Scientific classification
- Kingdom: Plantae
- Clade: Embryophytes
- Clade: Tracheophytes
- Clade: Angiosperms
- Clade: Eudicots
- Clade: Asterids
- Order: Lamiales
- Family: Orobanchaceae
- Genus: Agalinis
- Species: A. auriculata
- Binomial name: Agalinis auriculata (Michx.) S.F.Blake

= Agalinis auriculata =

- Genus: Agalinis
- Species: auriculata
- Authority: (Michx.) S.F.Blake
- Conservation status: G3

Species of flowering plant

Agalinis auriculata is a species of flowering plant in the family Orobanchaceae known as earleaf false foxglove, auriculate false foxglove, and earleaf gerardia. It is endemic to the United States, where it occurs from New Jersey west to Minnesota and throughout most southern states.

==Description and ecology==
This plant is a hairy annual herb producing a stiff stem up to 90 cm tall. The leaves are arranged oppositely on the stem, and the stems have retrorse-hispid hairs and auricled leaves. The purple, five-cleft flowers have two smaller upper lobes which are more united than the three lower ones. The flowers have purple-spotted throats and they bloom in July and September. Today this plant is considered to be vulnerable. Research is being conducted by the Center of Biodiversity focusing on the genetic diversity and disturbances of the Agalinis auriculata to figure more about its distribution and habitats.

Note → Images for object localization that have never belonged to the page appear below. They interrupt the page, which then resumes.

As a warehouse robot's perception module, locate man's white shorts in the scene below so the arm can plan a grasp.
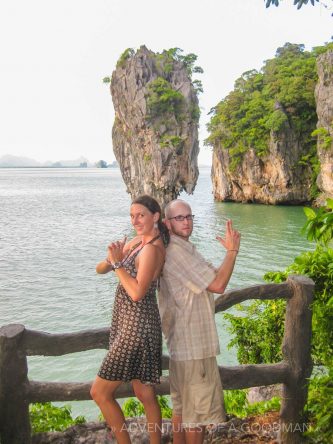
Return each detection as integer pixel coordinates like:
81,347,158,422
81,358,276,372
169,356,226,428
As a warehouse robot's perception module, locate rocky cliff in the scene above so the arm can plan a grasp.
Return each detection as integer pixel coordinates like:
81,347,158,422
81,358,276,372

The plant is hemiparasitic, meaning it contains chlorophyll to accomplish photosynthesis, but is also parasitic on other plants to obtain some nutrients. In cultivation the plant was able to parasitize Helianthus occidentalis (western sunflower) and Rudbeckia fulgida (showy black-eyed Susan) and it was observed to connect to a grass, possibly Poa compressa (Kentucky bluegrass), in the field.

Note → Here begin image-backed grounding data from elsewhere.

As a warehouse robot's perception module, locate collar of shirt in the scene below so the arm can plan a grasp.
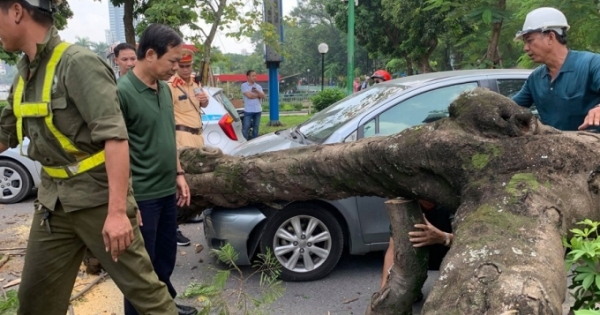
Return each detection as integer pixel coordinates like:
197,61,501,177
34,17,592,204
542,49,575,78
125,69,160,93
17,26,61,81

==Distribution and habitat==
This plant has a wide geographical distribution and it was formerly more common than it is today. It appears to require soil disturbance for seed germination. In the past, this disturbance may have been caused by herds of bison. The plant can colonize mounds of earth that have been turned over by pocket gophers (Geomys bursarius).

There are 40 to 50 known occurrences today, mostly comprising small populations. The largest populations are in Arkansas, Missouri, and Mississippi.
It is an endangered species in Minnesota where historical records report that it was found growing in wet meadows in the lower Mississippi valley but much of its natural habitat has been destroyed especially around the Twin Cities.